Open WorldBuild opened 3 months ago
Hi 👋 thanks for reaching out.
For general questions we recommend reaching out to the [community forum](https://discuss.hashicorp.com/c/packer) for greater visibility.
As the GitHub issue tracker is only watched by a small subset of maintainers and is really reserved for bugs and enhancements, you'll have a better chance of finding someone who can help you in the forum.
We'll mark this issue as needs-reply to help inform maintainers that this question is awaiting a response.
If no activity is taken on this question within 30 days it will be automatically closed.
If you find the forum to be more helpful or if you've found the answer to your question elsewhere please feel free to post a response and close the issue.
Hi @WorldBuild,
Thanks for bubbling this up!

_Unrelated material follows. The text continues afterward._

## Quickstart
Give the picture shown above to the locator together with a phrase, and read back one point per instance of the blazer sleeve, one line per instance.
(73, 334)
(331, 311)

This looks like a bug indeed, no clue if that's on us or if it's an upstream problem (yamux is the muxer we use over the wire for allowing multiple entities to communicate over one single connection), but it warrants an investigation.
Judging from the logs it seems this occurs rapidly during the course of a build, right?
Looking at your logs it seems you're running Packer 1.9.4, any chance you can try on a more recent version to see if the problem persists? I'd be surprised if it did tbh as we didn't change that piece of code for a while, but maybe something else positively interacts with it?
If you update, please note that you'll need to manually install the qemu plugin so Packer can use it, you can do something as simple as packer plugins install github.com/hashicorp/qemu
for this. Feel free to read our documentation on this subject too if you want more information.
Hi @WorldBuild,
Thanks for bubbling this up! This looks like a bug indeed, no clue if that's on us or if it's an upstream problem (yamux is the muxer we use over the wire for allowing multiple entities to communicate over one single connection), but it warrants an investigation.
Looking at your logs it seems you're running Packer 1.9.4, any chance you can try on a more recent version to see if the problem persists? I'd be surprised if it did tbh as we didn't change that piece of code for a while, but maybe something else positively interacts with it? If you update, please note that you'll need to manually install the qemu plugin so Packer can use it, you can do something as simple as
packer plugins install github.com/hashicorp/qemu
for this. Feel free to read our documentation on this subject too if you want more information.
Hey @lbajolet-hashicorp! Thank you for the detailed response and help! I'll try upgrading to a newer version and test it out for a few weeks, and reportback my results.
Judging from the logs it seems this occurs rapidly during the course of a build, right?
Yep I can confirm that, it happens near instantly, I remember when researching this 2 weeks back I saw a discussion that keepalive can be configured to have a longer timeout or disabled entirely but I couldn't find the source again :/
For future reference, is there any way I can pull out more detailed logs when crashes such as this happen? So far I've been relying on PACKER_LOG but it didn't help me much in this case since I honestly still have no idea what actually crashed 😅 (if anything)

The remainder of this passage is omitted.